1. The Summer of 1979

If Jonathan Franzen’s Freedom (2010) had a soundtrack, it would include punk and new wave pioneers like Patti Smith, as well as popular rock groups like Bachman-Turner Overdrive. That’s what’s playing in the background during their college years, when the main characters, Patty and Walter Berglund, and their friend Richard meet. Hanging out during the summer of 1979, they talk about Three Mile Island and the Iranian Revolution, type on an IBM Selectric, go to the opening of Days of Heaven, and watch Fantasy Island on TV.

As with most novels, these details bolster the realism of the book, but they also define a distinctive generational sensibility. Patty was born in 1958, Walter and Richard a year or two before that (Freedom 535). They would typically be considered Baby Boomers yet have little in common with the Woodstock generation. They represent the generation after those who came of age in the sixties, but before Generation X, one that the cultural commentator and marketing consultant Jonathan Pontell has named “Generation Jones.”

The Baby Boom is typically defined as those born between 1946 and 1964, according with the spike in births after World War II. (Of course, there is some debate about dates; the popular generational theorists William Strauss and Neil Howe, in Generations: The History of America’s Future, 1584-2069 (1992), recalibrate the years to include 1943-1960, followed by Generation X, born from 1961 to 1981.) In contrast, Pontell argues that the conventional segment covers too long a span: shared characteristics rather than demographic [End Page 94] numbers create a generation, and the latter portion of those in the postwar boom have very different social and cultural moorings from the earlier contingent.

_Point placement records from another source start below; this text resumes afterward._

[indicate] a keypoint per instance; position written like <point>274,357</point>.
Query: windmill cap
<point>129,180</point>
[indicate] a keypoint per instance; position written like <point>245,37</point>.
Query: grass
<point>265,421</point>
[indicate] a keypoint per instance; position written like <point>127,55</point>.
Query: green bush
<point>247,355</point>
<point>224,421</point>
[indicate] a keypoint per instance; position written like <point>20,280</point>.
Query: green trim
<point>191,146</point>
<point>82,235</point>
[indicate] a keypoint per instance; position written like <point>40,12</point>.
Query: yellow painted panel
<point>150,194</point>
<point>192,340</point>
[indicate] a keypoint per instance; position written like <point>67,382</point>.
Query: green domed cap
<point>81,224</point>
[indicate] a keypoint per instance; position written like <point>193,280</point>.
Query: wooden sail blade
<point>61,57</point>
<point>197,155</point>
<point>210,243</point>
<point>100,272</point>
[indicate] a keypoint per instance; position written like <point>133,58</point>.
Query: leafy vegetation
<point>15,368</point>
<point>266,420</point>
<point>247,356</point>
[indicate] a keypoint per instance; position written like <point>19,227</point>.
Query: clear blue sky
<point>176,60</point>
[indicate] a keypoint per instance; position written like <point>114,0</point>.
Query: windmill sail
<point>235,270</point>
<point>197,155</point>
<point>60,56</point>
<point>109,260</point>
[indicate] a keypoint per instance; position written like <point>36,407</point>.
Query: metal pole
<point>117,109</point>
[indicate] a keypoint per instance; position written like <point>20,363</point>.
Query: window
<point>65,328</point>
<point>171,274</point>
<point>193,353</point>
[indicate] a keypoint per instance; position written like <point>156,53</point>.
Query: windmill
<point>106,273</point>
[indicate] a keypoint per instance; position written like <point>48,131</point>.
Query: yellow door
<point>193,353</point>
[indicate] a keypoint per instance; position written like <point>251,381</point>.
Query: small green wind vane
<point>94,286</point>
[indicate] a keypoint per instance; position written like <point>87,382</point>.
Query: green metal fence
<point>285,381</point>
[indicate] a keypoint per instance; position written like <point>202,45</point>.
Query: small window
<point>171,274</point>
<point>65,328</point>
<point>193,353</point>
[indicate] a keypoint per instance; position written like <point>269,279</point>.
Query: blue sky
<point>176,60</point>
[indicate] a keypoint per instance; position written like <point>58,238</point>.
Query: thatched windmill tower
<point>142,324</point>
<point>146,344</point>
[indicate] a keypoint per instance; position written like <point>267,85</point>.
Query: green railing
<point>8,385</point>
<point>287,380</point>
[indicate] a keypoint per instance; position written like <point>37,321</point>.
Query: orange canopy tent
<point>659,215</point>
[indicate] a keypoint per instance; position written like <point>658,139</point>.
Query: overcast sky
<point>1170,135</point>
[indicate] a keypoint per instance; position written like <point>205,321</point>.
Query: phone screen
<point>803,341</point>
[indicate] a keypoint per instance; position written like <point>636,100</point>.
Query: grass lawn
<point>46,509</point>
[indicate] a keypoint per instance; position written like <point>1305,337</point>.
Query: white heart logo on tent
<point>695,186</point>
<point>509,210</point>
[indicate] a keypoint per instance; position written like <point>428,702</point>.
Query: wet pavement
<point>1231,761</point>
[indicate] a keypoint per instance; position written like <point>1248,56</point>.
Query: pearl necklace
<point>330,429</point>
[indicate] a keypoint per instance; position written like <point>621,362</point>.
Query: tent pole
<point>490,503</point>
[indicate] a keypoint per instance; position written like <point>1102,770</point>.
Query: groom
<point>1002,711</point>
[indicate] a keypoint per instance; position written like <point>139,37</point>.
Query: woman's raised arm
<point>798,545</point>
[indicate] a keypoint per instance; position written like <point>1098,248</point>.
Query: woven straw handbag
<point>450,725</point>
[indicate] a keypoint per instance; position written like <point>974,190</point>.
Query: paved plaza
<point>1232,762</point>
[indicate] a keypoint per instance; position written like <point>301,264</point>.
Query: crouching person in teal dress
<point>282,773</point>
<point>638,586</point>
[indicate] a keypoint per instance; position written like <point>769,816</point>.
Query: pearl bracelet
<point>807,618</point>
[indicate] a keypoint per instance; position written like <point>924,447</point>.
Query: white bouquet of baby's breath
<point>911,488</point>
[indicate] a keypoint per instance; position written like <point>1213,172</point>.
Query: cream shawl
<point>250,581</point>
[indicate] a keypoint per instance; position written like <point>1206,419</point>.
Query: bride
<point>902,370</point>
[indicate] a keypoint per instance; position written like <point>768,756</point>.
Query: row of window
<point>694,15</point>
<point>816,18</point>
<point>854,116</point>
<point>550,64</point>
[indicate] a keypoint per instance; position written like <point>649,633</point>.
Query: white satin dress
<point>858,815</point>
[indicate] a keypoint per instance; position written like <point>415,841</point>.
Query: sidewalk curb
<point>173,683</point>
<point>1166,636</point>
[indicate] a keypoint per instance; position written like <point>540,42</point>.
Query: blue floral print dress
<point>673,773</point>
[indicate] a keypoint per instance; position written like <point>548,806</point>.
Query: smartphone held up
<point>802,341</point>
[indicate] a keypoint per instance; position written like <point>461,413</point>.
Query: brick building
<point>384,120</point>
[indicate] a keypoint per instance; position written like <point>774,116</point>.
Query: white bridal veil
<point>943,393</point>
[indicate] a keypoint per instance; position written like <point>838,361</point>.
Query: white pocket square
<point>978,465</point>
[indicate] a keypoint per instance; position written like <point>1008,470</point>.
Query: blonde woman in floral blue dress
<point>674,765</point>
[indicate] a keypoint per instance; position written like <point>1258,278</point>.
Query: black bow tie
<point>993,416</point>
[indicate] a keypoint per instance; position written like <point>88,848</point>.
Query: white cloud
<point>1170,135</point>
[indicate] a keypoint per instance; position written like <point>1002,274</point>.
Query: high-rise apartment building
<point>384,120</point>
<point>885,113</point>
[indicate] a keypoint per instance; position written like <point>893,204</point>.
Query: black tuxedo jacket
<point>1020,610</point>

Thus, he distinguishes those born from 1954 to 1965, like President Barack Obama (b. 1961) and also Franzen (b. 1959), as well as his characters, from Boomers proper, born from 1942 to 1953, declaring that, “We fill the space between Woodstock and Lollapalooza, between ‘Turn on, tune in, drop out’ and ‘Just Say No,’ and between Dylan going electric and Nirvana going unplugged.”1 He starts with 1942 because news reports recognized a new generation by the mid-1960s, along with a 1967 Time magazine cover declaring those “Twenty-five and Under” its “Man of the Year.”2 Since Vietnam loomed as a major formative event of that group, Pontell pinpoints 1954 as the beginning of Jones because, among other things, it marked the first birth year of males who would not be drafted to serve there. Pontell’s distinction thus separates those who turned 21 from 1963 to 1974, as the 1960s generation, from those who turned 21 from 1975 to 1986, in effect the long 1970s generation.3 While the latter is usually folded into the Boomers in the US, in Britain it is recognized as the Punk Generation, as opposed to the Lucky Generation who came of age in the 1960s.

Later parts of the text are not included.